Margaret stood with eyes twinkling and beamed as Floyd handed her the flowers. In seeing her reaction, Floyd’s face erupted in an ear-to-ear grin, erasing the years of hard work reflected in his face. He told us that he always picked flowers for Margaret and said he felt like they were married just yesterday. He grinned boastfully and asked, “How old do you think she is? Isn’t she beautiful?” Floyd bragged that he felt like he was 18 years old and attributed that to 80-something years of “no booze, one woman, and the love of God”. Needless to say, we’ve learned a lot from Floyd and Margaret, a lot in part just by watching the two of them interact.
We’ve purchased truckloads of old goods and salvage from their property over the years, and on every occasion, Floyd is as ornery as ever. He doesn’t like to part with anything that could be of future use on the farm and likes to know what we’ll do with each of the items we buy. One of his favorites is the necklaces we’ve made from his vintage wallpaper. On one occasion, we found a pile of license plates, and Teri was interested in one that was from our neighboring state of Idaho. He set a high price, explaining that the license plates were useful and that he could do something with them someday. He gruffly asked her what she wanted it for. She told him it bore the year of her birth, and that she’d hang it on the wall in her house. He looked at her, smiled, and the price went down.
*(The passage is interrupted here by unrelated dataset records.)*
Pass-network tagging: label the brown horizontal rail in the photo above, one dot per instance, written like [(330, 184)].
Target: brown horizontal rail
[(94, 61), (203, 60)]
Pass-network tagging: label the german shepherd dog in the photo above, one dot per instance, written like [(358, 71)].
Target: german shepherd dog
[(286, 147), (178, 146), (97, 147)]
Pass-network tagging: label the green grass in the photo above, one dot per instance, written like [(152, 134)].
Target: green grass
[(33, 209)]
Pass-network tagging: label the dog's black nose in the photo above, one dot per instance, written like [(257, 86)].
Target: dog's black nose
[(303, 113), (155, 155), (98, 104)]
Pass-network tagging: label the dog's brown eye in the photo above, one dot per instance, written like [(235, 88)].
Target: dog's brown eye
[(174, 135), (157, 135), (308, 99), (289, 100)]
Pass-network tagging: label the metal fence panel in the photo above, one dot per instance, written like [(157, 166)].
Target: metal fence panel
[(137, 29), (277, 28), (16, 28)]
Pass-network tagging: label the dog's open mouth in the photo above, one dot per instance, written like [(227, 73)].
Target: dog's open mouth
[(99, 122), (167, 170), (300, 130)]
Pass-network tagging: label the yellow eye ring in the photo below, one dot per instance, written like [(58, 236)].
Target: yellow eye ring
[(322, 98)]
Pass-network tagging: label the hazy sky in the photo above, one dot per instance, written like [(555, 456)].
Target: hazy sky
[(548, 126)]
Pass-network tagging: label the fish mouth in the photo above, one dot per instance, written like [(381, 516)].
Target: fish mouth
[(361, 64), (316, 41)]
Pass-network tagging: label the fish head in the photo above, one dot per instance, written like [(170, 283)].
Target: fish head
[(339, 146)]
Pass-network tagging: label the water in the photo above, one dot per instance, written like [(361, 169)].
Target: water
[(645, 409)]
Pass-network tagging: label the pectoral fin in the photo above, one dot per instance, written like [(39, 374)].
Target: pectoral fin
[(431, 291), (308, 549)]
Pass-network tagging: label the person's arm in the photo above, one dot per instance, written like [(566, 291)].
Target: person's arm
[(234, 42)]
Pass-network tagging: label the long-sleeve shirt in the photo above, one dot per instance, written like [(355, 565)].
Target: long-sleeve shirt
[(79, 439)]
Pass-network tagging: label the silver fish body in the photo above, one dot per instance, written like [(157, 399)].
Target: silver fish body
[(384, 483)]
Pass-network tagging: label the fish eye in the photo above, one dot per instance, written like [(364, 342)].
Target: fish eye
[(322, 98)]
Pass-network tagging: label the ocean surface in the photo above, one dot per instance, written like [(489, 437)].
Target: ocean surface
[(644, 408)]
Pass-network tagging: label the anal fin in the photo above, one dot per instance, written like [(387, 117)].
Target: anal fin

Recently, Floyd has found it difficult to mow the lawn on his own. In true-love fashion, he and Margaret now push the lawnmower together.
After the book was published, I surprised Floyd and Margaret with a copy of their own and wrote about it here. I’m re-posting it now:
March 16, 2009
I went to visit Floyd & Margaret today. When I called, I said, “Hi Floyd!, it’s Serena”.
“How’s business?”, he asked.
“It’s good”, I said, “but that’s not why I’m calling. I have a surprise. Are you going to be home for a little while?”
“Maybe we will, maybe we won’t”, he replied, in his standard matter-of-fact style that we’ve grown so accustomed to.
“Well, I’ll take my chances”, I said.
When I pulled up to their house, no-one was around. When I got out of the car, I heard Margaret calling out, “YOOOO-HOOOOO!” WE”RE DOWN HERE.”
The wind in the fields was whipping so hard it took my breath away. By the time I reached them, I was shaking like a leaf. But not them. They were hard at work, feeding the cows. Margaret stopped what she was doing and turned to me with a warm smile on her face.
I was really excited to show them the book and the story we included about them. And after seeing their feature in the book, Floyd said with a grin, “I don’t look a day older, and I sure don’t feel like it either. Did you know the Doctor says I have the blood of a 20 year-old? And look at Margaret! She’s never dyed her hair, even once. Still the same beautiful hair she’s always had!”, he said, pointing to the wisp of hair peeking out of her scarf.
I couldn’t help but smile. And shiver. It was really cold.
And after a nice visit, Floyd finally said that it was time to get back to work. Next stop, the neighbor’s hundred acre parcel down the road, where there were more cattle to feed. And as he and Margaret jointly lifted another bale of hay onto the four-wheeler, he turned and said, “God is good, Serena. God is good.”
And as I drove the long way home, my mind wandered, thinking about my family, my love for Colin and the boys, and hopes and dreams. I can only hope that everyone of us can be as happy and blessed as Floyd and Margaret.